ADM Agriculture Oilseed Rape Market Report by Will Ringrose

05 Jun 2020
Frontdesk / Livestock

Crude oil has continued to firm this week as more lockdown restrictions are lifted and talks continue between Saudi Arabia and Russia to persevere with reduced production for another two months.

CBOT soybeans have hit three-week highs, rallying on the idea of more Chinese business coming forward after a further 186,000mln t purchase reported on Wednesday.

The market is also aided by currency. The US dollar is now trading at two-month lows, while in Brazil, the US's main competitor, the real is trading at two-month highs, making US exports more competitive.

Moreover, stocks in Brazil are beginning to fall quickly, which will mean the Chinese will have to turn to US supplies at some point.

US plantings continue at a good pace, at 75% complete compared with 65% last week and the 68% five-year average. Emergence is 52% against the 44% 5-year average, and the first crop ratings were 70% good/excellent.

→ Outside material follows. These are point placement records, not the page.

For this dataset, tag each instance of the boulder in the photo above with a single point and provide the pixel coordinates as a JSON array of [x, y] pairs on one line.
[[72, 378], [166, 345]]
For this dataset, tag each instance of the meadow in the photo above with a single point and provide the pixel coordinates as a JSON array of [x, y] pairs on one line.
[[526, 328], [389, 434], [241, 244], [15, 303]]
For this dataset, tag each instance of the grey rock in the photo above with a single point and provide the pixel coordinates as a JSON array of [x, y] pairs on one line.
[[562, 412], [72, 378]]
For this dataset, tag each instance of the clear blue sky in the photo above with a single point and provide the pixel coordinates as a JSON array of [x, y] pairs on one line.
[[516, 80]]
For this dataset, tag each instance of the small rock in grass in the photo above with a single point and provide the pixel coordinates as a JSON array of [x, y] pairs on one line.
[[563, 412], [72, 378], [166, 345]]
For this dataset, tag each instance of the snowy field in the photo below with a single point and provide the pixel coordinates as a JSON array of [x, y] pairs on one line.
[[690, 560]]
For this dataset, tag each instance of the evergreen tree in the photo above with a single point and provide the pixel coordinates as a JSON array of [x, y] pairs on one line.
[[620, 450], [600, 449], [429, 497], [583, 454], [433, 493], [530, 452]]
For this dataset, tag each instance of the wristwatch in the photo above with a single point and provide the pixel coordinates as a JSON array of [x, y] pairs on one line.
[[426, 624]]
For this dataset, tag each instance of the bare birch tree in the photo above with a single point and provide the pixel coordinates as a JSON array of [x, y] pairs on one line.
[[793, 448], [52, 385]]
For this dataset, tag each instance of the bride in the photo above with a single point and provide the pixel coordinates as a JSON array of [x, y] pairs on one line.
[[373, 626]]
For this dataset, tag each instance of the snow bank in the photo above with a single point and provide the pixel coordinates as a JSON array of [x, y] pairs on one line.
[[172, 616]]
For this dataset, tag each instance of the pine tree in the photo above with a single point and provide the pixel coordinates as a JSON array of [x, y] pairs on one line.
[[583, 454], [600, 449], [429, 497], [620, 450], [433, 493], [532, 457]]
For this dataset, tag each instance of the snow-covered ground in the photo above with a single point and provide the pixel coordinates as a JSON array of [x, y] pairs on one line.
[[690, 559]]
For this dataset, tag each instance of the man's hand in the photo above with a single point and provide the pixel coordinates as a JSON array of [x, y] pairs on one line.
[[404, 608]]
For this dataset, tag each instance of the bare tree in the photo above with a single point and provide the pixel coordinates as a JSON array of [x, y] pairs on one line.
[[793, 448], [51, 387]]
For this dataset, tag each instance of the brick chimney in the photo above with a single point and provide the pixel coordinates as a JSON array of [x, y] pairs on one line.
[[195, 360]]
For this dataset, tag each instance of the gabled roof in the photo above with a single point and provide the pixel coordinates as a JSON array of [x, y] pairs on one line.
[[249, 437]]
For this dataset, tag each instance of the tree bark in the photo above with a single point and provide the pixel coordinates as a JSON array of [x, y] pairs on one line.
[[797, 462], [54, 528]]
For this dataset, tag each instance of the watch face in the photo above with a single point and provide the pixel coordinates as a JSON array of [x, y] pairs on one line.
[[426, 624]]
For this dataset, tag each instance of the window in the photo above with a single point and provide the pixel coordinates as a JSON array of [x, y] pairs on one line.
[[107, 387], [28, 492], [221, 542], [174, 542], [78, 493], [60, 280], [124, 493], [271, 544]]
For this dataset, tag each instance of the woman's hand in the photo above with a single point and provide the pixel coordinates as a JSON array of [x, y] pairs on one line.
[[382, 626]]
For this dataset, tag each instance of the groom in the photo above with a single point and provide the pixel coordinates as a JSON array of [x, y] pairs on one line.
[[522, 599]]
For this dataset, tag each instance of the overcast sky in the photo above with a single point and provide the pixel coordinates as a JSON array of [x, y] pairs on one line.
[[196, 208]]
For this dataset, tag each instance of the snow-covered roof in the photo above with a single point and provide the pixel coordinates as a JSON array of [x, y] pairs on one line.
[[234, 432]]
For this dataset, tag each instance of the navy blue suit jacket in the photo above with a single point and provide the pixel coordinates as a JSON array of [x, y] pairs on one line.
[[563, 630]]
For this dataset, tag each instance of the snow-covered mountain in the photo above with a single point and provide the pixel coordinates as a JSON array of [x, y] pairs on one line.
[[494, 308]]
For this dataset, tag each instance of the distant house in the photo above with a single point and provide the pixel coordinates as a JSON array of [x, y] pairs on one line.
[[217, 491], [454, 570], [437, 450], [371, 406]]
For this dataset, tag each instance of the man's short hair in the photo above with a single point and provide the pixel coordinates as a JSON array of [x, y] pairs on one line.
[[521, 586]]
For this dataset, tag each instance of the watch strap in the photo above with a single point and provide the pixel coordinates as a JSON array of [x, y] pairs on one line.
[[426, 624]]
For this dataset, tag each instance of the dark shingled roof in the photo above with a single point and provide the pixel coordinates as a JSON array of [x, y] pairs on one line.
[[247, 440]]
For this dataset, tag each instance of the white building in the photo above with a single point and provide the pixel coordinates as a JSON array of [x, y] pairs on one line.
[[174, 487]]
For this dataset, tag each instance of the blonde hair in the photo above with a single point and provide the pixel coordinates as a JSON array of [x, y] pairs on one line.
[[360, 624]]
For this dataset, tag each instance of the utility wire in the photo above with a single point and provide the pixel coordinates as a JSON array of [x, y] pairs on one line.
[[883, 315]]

Exports of veg oils are starting to pick up. Notably Malaysian palm oil has seen a reasonable recover from its recent lows in Jan-March. Soy oil has followed crude oil and the Malaysian palm market higher.

In Canada, canola plantings are upwards of 80% complete. Some strong winds are drying out the topsoil. Whilst this is not a major concern at the moment, it could affect yield potential if prolonged.

Last month's storm in Western Australia will cause some to re-seed small areas in coming weeks, but overall, the canola crop is in shape for a good start, with a large export programme still expected.

Matif rapeseed has continued to trade within the same €365-375 range since April. Currently near the top of that channel, it is finding support from the firming crude oil market as well as other veg oils, with fresh news in Europe otherwise lacking.

In the UK, prices began the week lower due to a stronger pound . As Brexit negotiations have gone on with reports of little progress, sterling has weakened, which has brought prices back to week-ago levels.

Crush coverage for old crop remains good, while new crop will be reliant on imports, emphasising the importance of sterling.